«Le poumon noir de Montréal» inquiète les experts

Le secteur Assomption Sud–Longue-Pointe s’étend sur trois kilomètres, dans l’arrondissement de Mercier–Hochelaga-Maisonneuve.
Photo: Annik MH de Carufel Le Devoir Le secteur Assomption Sud–Longue-Pointe s’étend sur trois kilomètres, dans l’arrondissement de Mercier–Hochelaga-Maisonneuve.

Des médecins, des spécialistes de la santé publique et des environnementalistes exigent une évaluation d’impact sur la santé (EIS) dans le secteur Assomption Sud–Longue-Pointe, à Montréal. Selon eux, les habitants de ce quadrilatère jouxtant le port doivent être protégés de nouveaux projets industriels mettant à mal leur santé et leur qualité de vie.

« Ce secteur, c’est le poumon noir de Montréal », dit Thomas Bastien, le directeur général de l’Association pour la santé publique du Québec, qui fait partie des signataires d’une requête officielle transmise la semaine dernière à la Direction régionale de santé publique (DRSP) de Montréal ainsi qu’à la Ville de Montréal.

Les EIS intègrent différents paramètres — comme la pollution de l’air, les îlots de chaleur, le bruit, l’accès à la nature, la possibilité de transport actif — qui influencent la santé des populations. Elles évaluent les répercussions du développement d’un secteur dans son ensemble. Ces rapports, signés par les DRSP, comprennent aussi des recommandations.

« On parle de développement économique, mais c’est aussi important de parler de développement sanitaire, de développement culturel, de développement social », explique la présidente de l’Association québécoise des médecins pour l’environnement (AQME), Claudel Pétrin-Desrosiers. Elle fait également partie des signataires de la requête, dont un résumé est publié dans la section Opinion du Devoir.

« Fardeau de pollution »

Le secteur Assomption Sud–Longue-Pointe s’étend sur trois kilomètres le long du fleuve Saint-Laurent, dans l’arrondissement de Mercier–Hochelaga-Maisonneuve. La gare de triage Longue-Pointe, l’avenue Souligny et l’autoroute 25 le bordent respectivement à l’ouest, au nord et à l’est. On y trouve notamment une base militaire, de grands stationnements, des entrepôts, des réservoirs pétroliers et de modestes maisons.
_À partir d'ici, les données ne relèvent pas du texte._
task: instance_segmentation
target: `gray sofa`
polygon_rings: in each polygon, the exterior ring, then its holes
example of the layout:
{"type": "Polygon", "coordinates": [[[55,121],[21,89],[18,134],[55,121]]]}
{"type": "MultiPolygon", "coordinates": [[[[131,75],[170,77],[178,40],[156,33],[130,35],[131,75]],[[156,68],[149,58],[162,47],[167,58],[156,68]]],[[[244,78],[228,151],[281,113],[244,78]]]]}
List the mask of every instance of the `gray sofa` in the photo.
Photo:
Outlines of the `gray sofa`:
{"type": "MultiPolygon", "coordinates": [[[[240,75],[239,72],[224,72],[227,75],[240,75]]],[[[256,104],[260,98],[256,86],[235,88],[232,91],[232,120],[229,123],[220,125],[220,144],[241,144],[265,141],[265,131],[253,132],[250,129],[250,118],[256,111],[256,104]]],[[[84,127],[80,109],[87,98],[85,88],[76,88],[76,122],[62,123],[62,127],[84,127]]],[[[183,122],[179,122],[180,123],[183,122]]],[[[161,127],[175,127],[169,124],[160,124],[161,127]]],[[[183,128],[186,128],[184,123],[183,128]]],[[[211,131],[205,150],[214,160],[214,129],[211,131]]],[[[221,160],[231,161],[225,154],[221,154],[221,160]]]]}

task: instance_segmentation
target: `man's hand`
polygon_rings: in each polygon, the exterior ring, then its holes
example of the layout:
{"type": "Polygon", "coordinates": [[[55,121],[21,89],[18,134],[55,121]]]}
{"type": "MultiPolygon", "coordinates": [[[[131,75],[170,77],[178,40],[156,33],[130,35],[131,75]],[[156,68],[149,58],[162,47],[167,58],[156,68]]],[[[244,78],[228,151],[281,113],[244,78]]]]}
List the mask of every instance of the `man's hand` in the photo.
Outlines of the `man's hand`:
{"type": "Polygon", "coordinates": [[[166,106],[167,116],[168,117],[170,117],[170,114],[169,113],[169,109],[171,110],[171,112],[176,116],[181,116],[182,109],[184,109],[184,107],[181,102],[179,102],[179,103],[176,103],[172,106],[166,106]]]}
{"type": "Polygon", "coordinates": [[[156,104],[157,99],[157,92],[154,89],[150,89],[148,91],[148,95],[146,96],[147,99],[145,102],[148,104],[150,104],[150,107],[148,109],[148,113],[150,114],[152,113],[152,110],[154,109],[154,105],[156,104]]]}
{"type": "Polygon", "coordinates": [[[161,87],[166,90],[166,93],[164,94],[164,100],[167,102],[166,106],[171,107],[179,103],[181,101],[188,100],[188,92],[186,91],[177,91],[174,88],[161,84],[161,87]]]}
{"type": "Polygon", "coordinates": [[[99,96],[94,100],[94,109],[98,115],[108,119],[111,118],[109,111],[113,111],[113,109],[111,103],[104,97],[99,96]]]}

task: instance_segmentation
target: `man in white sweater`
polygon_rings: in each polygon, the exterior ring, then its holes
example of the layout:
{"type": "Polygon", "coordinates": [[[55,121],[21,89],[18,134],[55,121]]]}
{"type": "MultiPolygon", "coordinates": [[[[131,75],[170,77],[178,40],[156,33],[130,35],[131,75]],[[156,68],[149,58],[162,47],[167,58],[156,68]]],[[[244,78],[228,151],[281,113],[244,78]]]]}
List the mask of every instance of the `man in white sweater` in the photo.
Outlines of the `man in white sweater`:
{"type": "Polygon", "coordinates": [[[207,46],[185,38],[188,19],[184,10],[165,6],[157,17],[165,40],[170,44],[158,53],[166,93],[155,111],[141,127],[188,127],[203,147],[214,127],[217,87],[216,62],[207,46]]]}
« C’est un secteur qui, historiquement, a enduré un fardeau démesuré de pollution », souligne la Dre Pétrin-Desrosiers. Une EIS offrirait aux décideurs de l’information « objective et scientifique », permettant d’éviter d’aggraver les inégalités socioenvironnementales qui affectent déjà la population, fait-elle valoir.

C’est dans l’ouest du secteur Assomption Sud–Longue-Pointe que l’entreprise Ray-Mont Logistiques veut bâtir une plateforme intermodale pouvant stocker jusqu’à 10 000 conteneurs maritimes. Ce projet, qui suscite l’opposition de citoyens depuis des années, ne fera pas l’objet d’une évaluation complète du Bureau d’audiences publiques sur l’environnement (BAPE).

Décision prochaine

 

La Ville de Montréal, pour sa part, planifie de développer l’Écoparc industriel de la Grande Prairie dans ce secteur. Des réaménagements routiers sont au menu. L’administration de Valérie Plante, opposée au projet de Ray-Mont Logistiques, a toutefois été forcée par les tribunaux à accorder les permis de construction à l’entrepreneur. Ce dernier la poursuit maintenant pour avoir retardé les travaux.
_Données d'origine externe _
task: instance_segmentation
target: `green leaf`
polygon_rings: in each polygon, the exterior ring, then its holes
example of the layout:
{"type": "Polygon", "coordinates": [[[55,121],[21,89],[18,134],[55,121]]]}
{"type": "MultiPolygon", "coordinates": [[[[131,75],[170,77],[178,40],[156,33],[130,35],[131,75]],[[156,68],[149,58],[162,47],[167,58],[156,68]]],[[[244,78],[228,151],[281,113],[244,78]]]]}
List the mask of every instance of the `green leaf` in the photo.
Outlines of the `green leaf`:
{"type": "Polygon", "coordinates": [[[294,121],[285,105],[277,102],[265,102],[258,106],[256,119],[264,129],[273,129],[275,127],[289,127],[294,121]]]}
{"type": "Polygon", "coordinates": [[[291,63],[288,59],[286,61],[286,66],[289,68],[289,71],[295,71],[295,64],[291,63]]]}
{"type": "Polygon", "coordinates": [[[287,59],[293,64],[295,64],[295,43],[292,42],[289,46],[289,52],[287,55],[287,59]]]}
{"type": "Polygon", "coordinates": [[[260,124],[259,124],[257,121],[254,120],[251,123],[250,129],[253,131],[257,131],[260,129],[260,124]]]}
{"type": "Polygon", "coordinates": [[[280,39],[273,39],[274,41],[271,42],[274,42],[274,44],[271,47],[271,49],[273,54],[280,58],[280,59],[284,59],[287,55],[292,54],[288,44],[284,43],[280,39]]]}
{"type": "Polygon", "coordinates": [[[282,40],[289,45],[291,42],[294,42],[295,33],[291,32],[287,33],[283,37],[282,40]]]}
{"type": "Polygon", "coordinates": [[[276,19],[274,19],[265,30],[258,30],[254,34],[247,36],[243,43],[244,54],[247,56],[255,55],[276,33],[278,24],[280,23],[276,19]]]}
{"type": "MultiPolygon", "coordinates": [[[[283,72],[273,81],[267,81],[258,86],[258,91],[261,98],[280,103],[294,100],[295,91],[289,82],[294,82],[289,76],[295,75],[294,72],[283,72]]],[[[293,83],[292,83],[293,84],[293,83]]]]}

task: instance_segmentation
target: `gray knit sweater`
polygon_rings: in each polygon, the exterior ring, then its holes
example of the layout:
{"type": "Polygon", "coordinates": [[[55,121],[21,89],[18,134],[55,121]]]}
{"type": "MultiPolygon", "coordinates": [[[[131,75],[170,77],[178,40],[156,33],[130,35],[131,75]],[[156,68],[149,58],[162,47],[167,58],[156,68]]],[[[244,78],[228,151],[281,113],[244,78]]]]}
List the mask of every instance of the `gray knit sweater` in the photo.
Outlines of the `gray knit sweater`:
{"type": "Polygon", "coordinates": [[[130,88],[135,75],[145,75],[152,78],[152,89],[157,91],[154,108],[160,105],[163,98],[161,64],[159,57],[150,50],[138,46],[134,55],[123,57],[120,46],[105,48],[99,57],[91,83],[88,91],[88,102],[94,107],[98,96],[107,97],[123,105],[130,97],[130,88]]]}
La Direction régionale de santé publique de Montréal a confirmé au Devoiravoir reçu la requête d’EIS. Elle jugera dans les prochaines semaines s’il est avisé de procéder à son étude. Le secteur Assomption Sud–Longue-Pointe est « en transformation » et une EIS permettrait « d’apporter des recommandations en amont [des projets de développement] pour réduire les risques à la santé », souligne-t-on.

Les EIS sont préconisées par Québec, notamment à travers sa Politique gouvernementale de prévention en santé. Les autorités ont eu recours à ce nouvel outil à quelques dizaines de reprises ces dernières années dans plusieurs régions de la province. À Montréal, l’exercice a seulement été réalisé pour le Réseau express vélo.